Nine Essential Steps Steps for Planning, Budgeting, and Investing, Second Addition

Clarion Review (5 Stars)

Frank Eberhart’s Procrastinator’s Bible For Financial Success is a wellspring of knowledge about wealth, how to attain it, and how to keep it. A profitable read for beginning investors, procrastinators, and seasoned traders, this “comprehensive workbook” delivers what it promises in a readable, well-organized, easily-followed fashion. From his years of experience and expertise as a financial advisor, Eberhart has distilled nine essential steps for the key areas of planning, budgeting, and investing. If followed, he writes, these steps can “take your finances, your estate and yourself to a new level.”
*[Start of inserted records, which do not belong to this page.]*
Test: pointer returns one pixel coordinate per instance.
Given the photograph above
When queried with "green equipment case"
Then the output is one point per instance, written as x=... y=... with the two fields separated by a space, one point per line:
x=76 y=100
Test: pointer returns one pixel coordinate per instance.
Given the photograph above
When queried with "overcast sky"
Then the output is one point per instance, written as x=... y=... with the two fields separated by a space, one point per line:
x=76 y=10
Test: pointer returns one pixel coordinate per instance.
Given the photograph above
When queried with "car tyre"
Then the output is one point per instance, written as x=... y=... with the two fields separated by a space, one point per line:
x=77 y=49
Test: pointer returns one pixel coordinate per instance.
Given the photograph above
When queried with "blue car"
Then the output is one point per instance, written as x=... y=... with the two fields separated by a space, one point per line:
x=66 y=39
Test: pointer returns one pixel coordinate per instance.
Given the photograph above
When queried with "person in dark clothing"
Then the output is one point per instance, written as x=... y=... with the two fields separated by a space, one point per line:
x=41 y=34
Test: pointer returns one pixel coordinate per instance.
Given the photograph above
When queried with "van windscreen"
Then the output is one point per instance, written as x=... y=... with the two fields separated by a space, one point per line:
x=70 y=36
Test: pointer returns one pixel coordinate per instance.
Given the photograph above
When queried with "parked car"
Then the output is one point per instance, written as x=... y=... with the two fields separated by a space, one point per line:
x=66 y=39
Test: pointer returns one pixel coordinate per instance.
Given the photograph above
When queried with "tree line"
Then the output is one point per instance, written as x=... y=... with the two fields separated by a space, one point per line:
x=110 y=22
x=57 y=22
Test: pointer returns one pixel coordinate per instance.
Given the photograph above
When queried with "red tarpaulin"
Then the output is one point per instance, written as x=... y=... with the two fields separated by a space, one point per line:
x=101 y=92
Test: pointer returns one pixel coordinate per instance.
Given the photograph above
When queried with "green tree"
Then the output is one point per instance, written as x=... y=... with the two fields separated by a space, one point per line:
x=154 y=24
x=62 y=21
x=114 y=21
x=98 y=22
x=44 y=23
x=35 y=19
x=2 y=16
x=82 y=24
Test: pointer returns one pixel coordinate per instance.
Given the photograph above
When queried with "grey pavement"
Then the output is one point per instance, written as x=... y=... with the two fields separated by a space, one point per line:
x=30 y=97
In his introduction, Eberhart stresses the need for planning, whether the reader is a financial procrastinator or not, and provides a set of five “must-do” items to facilitate the planning process. He follows these with his nine steps which, he says, “are designed to help you understand how investments work, get organized, set your estate plan in place, and put your goals into writing.” A natural born teacher, Eberhart leaves nothing to chance in guiding his readers through the steps. He explains acronyms like QTIP, ETF, JTWROS, and QPRT. He includes definitions throughout the book and a glossary of terms like “front-end load,” “arbitrage,” and “triple witching day.” He includes tips, multiple examples, footnotes that make sense, an entire reference section of relevant Web sites, and frequent advice about consulting experts in legal and financial matters. And perhaps most helpful of all are the checklists and worksheets for specific topics. The one for a retirement budget calculation is an excellent example, with entries for everything from auto expenses to vacation requirements. Equally useful are the six sections of worksheets in chapter two: Personal/Business Information. They provide space to record personal data including the names of family members, prior marriage partners and obligations, wills, assets, debts, life insurance details, estate administration factors, and special needs requirements. Once completed, these pages can be photocopied for use elsewhere if needed.

Eberhart is meticulous in ensuring he thoroughly covers each topic, whether he is detailing how to keep track of investments or discussing how to determine one’s need for life insurance. It’s hard to imagine any questions left unanswered after his chapters on “Step Eight, Understanding Your Investments” and “Step Nine, Mutual Fund Checklist: Items You Need to Address Before Investing.” In addition to his nine steps, Eberhart provides a chapter on learning before investing, which includes topics on the basic classification of funds, the most frequently seen funds, specialty funds of various kinds, a comparison of different funds, an example of his own fund management process, and a note about arbitration. As well there are chapters about bonds, choosing a financial adviser, and a very interesting test on financial trivia.

As his final bit of sage and cogent advice, Eberhart states, “It is up to you to protect your and your family’s financial future. Whether investing or planning your estate, the more you learn, the more you earn—and the more you keep what you earn!” And that, as they say, you can take to the bank.